Last was the 'Competition' portion of the shooting, a fun way to end the day. Load up and from the stand, engage each target working from right to left and back, only hits count and you could only move on once you hit the target. Every one did well but that far left target was for a lot of folks, a deal breaker. I, being something of a competition shooter am used to this kind of stuff and to my credit, have won a time or two (in the division I was shooting). Rizzo yelled HUNT and with my WWII Mossberg bolt action 22 I cleared the CoF in 16 seconds going 6 for 6. I shouldn't have won with my bolt action gun but I focused on each shot for what it was, the only shot that mattered at that time. You have to focus on that shot before you can worry about the next. My prize for working that bolt, a bobcat skull which now adorns my desk as I type this.
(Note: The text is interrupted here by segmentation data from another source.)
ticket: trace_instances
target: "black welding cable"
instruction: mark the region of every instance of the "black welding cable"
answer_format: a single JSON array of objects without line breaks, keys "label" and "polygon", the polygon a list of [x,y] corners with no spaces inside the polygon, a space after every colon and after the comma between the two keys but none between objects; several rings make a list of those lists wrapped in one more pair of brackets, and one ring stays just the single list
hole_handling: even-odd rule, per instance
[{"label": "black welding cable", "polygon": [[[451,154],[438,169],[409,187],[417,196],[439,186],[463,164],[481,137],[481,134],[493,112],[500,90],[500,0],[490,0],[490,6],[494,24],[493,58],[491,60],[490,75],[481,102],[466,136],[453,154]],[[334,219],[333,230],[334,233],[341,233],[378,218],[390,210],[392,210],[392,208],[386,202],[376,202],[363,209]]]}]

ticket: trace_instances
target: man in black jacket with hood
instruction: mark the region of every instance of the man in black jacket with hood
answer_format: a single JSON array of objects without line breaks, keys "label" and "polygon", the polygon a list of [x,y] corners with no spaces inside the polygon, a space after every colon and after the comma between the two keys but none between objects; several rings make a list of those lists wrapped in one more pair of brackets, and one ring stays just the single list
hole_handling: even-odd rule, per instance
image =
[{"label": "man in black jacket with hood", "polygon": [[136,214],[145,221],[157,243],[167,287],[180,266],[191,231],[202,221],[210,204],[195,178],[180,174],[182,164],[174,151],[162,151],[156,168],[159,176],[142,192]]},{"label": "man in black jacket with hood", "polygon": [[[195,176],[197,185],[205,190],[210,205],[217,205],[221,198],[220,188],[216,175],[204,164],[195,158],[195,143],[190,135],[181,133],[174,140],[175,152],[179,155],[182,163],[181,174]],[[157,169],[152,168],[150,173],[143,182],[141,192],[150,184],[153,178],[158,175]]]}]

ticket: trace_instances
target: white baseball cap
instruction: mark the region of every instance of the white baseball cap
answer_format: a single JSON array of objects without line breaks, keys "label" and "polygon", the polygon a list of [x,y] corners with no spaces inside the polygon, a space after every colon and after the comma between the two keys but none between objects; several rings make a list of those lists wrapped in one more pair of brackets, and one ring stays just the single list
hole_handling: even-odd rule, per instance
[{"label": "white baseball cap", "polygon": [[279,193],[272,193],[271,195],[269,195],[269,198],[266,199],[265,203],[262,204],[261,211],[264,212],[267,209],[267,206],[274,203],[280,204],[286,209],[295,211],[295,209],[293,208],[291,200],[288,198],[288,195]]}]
All in all this class was a great way to talk my wife into going up to see her Grandma
and the information is invaluable. Their are things that Rizzo talked about that I don't know if I would have ever thought of or figured out. Well worth my time and money just for that. I know that know I am excited as ever to get out and predator hunt and know the things I was doing wrong, thanks Les Johnson...
Now it's up to me to use what I've learned to put some fur on the ground.
Just an aside on Rizzo as a firearms instructor. He was 100% about safe gun handling during the shooting portion of the class and emphasized the importance of knowing ones target and back stop at all time. Should I ever get the extra money and time I will be hitting Rizzo up for a Shotgun class as I've read and AAR from a guy I shoot with that absolutely loved it, and beat me in a Shotgun match (think I came in 2nd to him, damn you Berd
I am off to buy Rizzo's predator hunting book and a few more calls he didn't have available in class.
If you can, don't miss out next year.